Simulation parameters

This example involves using a reference stress state to minimize the deformation when we apply the gravitational body forces. The solution will be the perturbation from the reference state with zero displacements. This is one method for obtaining an initial stress state associated with gravitational body forces. We use the same roller boundary conditions that we used in Step 1. The parameters specific to this example are in step02_gravity_refstate.cfg.

We use a reference stress state that matches the overburden (lithostatic) pressure. We have uniform material properties, so the overburden is

(167)\[\begin{equation} \sigma_{xx} = \sigma_{yy} = \sigma_{zz} = \int_0^z \rho g \, dz = \rho g z, \end{equation}\]

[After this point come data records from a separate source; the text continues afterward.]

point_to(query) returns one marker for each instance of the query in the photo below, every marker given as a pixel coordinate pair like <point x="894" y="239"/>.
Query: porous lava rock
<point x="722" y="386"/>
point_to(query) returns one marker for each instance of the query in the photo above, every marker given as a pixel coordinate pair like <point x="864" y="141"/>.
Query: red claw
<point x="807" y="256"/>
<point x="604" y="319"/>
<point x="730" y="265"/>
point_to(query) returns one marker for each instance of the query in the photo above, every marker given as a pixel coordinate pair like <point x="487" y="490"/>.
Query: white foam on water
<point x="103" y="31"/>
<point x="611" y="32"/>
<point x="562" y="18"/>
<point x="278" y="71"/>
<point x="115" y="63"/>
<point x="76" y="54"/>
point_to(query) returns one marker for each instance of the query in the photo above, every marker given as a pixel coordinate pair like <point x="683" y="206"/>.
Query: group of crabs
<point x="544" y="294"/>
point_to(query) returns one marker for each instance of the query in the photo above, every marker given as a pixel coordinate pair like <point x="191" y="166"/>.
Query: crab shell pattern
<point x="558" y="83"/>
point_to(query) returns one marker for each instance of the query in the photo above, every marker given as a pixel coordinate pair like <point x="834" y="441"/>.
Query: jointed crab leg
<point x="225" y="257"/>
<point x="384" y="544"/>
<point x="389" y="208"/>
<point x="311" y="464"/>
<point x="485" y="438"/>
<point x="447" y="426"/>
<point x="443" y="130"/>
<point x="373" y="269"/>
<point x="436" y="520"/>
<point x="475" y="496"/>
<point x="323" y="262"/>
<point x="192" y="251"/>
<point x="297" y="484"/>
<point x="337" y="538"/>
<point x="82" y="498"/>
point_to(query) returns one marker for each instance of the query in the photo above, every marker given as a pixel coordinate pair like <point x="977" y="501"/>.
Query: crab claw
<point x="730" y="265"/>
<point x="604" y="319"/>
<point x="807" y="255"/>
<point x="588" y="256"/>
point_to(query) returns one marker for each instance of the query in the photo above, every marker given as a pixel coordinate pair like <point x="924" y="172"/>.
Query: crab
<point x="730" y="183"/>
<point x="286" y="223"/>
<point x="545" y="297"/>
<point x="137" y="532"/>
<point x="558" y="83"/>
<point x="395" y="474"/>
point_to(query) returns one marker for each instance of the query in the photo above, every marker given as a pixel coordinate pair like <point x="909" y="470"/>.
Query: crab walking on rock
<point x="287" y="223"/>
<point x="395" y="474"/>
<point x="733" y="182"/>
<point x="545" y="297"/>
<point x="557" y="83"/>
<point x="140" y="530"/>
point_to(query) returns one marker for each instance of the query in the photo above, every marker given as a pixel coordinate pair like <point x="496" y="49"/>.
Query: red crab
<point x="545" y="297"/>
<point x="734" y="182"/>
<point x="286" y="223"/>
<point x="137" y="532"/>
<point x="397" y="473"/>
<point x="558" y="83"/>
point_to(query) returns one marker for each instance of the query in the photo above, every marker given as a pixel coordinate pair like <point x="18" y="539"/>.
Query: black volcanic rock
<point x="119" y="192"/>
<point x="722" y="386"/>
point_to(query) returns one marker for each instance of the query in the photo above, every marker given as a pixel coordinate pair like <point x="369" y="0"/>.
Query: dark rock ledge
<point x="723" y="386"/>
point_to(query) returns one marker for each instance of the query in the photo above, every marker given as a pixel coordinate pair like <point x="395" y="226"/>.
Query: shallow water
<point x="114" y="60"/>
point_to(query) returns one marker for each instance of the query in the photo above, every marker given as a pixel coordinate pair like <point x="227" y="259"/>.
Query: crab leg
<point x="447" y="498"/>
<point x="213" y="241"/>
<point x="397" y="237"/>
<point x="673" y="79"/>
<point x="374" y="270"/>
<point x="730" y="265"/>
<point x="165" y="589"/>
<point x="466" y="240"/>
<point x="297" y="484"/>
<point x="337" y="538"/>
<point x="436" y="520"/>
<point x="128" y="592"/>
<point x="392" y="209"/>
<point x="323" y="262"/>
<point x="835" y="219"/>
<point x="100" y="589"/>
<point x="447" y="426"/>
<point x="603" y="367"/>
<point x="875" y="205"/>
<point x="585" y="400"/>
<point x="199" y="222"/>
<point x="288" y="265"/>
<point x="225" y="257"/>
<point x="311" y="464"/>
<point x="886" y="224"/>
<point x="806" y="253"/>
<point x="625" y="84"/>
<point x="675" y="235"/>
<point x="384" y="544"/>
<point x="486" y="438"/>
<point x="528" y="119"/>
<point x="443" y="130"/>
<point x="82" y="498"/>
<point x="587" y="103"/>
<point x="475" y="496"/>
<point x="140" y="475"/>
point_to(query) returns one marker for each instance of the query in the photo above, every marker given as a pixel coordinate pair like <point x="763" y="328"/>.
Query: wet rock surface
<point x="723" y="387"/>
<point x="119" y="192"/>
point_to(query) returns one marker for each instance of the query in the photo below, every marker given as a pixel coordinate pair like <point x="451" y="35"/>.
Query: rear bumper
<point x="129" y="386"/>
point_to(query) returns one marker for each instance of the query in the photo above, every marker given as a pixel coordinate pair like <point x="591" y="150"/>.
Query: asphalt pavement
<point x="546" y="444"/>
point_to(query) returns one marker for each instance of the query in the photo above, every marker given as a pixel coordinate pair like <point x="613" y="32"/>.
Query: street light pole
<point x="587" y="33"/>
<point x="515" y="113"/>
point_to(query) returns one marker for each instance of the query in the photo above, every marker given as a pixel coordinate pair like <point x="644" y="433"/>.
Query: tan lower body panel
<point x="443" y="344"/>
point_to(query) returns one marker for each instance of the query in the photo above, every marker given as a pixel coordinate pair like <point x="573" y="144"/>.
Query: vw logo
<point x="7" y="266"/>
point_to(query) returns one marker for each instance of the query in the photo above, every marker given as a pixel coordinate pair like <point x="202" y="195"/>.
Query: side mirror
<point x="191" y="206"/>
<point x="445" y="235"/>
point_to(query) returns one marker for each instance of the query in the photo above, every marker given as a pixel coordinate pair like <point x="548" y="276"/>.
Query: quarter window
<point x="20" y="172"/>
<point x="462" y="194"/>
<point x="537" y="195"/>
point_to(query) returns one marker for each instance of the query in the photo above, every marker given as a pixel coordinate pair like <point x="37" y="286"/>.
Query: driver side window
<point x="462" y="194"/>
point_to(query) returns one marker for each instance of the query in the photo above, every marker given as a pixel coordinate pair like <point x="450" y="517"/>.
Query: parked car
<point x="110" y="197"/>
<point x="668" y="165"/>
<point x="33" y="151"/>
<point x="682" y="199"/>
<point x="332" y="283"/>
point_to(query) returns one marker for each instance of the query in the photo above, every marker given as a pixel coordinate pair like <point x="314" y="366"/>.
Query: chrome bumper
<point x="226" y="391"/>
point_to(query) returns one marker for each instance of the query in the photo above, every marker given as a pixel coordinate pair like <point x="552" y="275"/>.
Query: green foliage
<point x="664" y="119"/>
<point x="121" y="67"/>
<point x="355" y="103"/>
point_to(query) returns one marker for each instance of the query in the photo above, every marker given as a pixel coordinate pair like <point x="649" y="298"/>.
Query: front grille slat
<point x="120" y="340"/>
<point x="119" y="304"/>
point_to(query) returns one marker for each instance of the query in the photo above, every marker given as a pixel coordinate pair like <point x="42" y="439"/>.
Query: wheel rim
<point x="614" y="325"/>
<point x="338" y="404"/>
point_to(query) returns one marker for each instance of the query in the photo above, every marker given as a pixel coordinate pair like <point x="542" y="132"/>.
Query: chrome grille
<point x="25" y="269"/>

where compressive stress is negative.

Listing 104 Parameters for reference stresses for Step 2. We only show the details for the slab material.

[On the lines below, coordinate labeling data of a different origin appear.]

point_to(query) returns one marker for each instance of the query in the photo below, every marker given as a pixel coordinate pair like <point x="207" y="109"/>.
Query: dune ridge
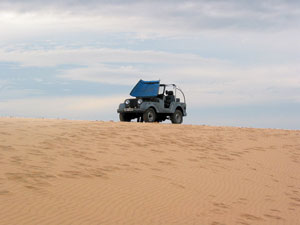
<point x="90" y="172"/>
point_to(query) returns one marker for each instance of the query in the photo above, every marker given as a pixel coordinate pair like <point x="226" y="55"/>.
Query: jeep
<point x="153" y="102"/>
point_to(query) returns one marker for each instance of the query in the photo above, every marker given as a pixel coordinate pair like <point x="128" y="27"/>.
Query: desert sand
<point x="90" y="172"/>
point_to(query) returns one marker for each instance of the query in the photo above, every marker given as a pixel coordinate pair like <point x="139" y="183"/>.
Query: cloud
<point x="205" y="81"/>
<point x="149" y="18"/>
<point x="75" y="107"/>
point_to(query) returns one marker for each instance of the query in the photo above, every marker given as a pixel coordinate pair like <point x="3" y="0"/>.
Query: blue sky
<point x="237" y="61"/>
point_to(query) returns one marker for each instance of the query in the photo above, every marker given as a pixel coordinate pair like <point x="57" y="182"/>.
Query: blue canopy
<point x="145" y="89"/>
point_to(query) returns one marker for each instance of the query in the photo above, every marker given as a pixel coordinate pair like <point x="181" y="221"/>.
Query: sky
<point x="237" y="61"/>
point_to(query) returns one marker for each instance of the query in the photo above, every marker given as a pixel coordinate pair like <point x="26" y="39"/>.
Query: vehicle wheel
<point x="176" y="117"/>
<point x="149" y="116"/>
<point x="124" y="117"/>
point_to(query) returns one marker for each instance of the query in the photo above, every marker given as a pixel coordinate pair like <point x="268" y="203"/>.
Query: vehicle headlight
<point x="140" y="101"/>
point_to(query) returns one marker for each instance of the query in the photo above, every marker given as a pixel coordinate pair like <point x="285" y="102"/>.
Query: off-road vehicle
<point x="153" y="102"/>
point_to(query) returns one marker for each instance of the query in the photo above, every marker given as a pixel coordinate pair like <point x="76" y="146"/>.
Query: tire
<point x="124" y="117"/>
<point x="176" y="117"/>
<point x="149" y="116"/>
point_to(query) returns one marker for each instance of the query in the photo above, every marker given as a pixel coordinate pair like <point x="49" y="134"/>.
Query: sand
<point x="90" y="172"/>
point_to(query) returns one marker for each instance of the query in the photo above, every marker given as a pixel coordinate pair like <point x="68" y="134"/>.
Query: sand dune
<point x="80" y="172"/>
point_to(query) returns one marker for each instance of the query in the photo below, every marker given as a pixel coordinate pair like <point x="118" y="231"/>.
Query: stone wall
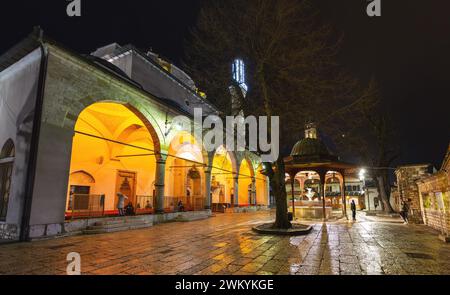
<point x="9" y="231"/>
<point x="407" y="176"/>
<point x="437" y="219"/>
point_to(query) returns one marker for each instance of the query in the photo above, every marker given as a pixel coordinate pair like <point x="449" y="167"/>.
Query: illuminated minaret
<point x="238" y="72"/>
<point x="311" y="131"/>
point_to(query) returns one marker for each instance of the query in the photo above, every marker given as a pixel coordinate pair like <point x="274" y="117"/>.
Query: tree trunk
<point x="278" y="184"/>
<point x="385" y="200"/>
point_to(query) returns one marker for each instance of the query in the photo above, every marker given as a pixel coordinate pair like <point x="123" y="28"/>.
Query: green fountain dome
<point x="311" y="148"/>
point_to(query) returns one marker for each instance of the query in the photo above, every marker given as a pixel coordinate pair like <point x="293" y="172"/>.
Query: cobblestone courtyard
<point x="226" y="245"/>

[pylithapp.problem.materials.slab]
db_auxiliary_field.iohandler.filename = mat_gravity_refstate.spatialdb
db_auxiliary_field.query_type = linear

[pylithapp.problem.materials.slab.bulk_rheology]
use_reference_state = True

auxiliary_subfields.reference_stress.basis_order = 1
auxiliary_subfields.reference_strain.basis_order = 0

Running the simulation

Listing 105 Run Step 2 simulation

$ pylith step02_gravity_refstate.cfg

# The output should look something like the following.
 >> /software/unix/py39-venv/pylith-debug/lib/python3.9/site-packages/pylith/meshio/MeshIOObj.py:44:read
 -- meshiopetsc(info)
 -- Reading finite-element mesh
 >> /src/cig/pylith/libsrc/pylith/meshio/MeshIO.cc:94:void pylith::meshio::MeshIO::read(pylith::topology::Mesh*)
 -- meshiopetsc(info)
 -- Component 'reader': Domain bounding box:
    (-100000, 100000)
    (-100000, 0)

# -- many lines omitted --

 >> /software/unix/py39-venv/pylith-debug/lib/python3.9/site-packages/pylith/problems/TimeDependent.py:139:run
 -- timedependent(info)
 -- Solving problem.
0 TS dt 0.01 time 0.
    0 SNES Function norm 4.578015693966e-15 
  Nonlinear solve converged due to CONVERGED_FNORM_ABS iterations 0
1 TS dt 0.01 time 0.01
 >> /software/unix/py39-venv/pylith-debug/lib/python3.9/site-packages/pylith/problems/Problem.py:201:finalize
 -- timedependent(info)
 -- Finalizing problem.
WARNING! There are options you set that were not used!
WARNING! could be spelling mistake, etc!
There is one unused database option. It is:
Option left: name:-ksp_converged_reason (no value)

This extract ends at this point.